With profit margins tightening, taking the leap of faith to buy more farmland isn't a decision to be taken lightly, say Purdue Extension ag economists.
"The next couple of years for farmland values are going to be a little less certain than the last few years have been," says economist Craig Dobbins said. "Commodity prices have come down significantly in the last year, so these large returns we've kind of become accustomed to for the last few years have now shrunk.
According to a Purdue survey, prices in Indiana alone for farmland have tripled in the last 10 years.
"The probability of farmland values staying flat or seeing a small decrease is much bigger than the probability that we're going to see another double-digit increase," Dobbins added.

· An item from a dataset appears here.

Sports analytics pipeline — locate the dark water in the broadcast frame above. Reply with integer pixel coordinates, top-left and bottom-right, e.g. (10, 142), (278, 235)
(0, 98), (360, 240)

Related: Are Farmland Prices Headed Towards A Plateau?
Along with three colleages, Dobbins discusses the issue in the new paper, Farmland: Is it Currently Priced as an Attractive Investment?
The paper is sponsored by Purdue's Center for Commercial Agriculture and is co-authored by agricultural economists Tim Baker, Mike Boehlje and Michael Langemeier.
The four economists analyze farmland value trends and compare the attractiveness of investing in farmland with that of other investment portfolio choices, in terms of long-run risk, return and inflation hedge characteristics.
While the results showed that farmland can be a good investment when compared with stocks, they also showed that now might not be the right time to make a purchase.
"Even though our data confirms the conventional wisdom that farmland has high returns, low risk and is a good inflation hedge, the current price to rent ratio suggests this is not a good time to buy," the paper states. "Those purchasing farmland today should not ignore the prospect of buyer's remorse."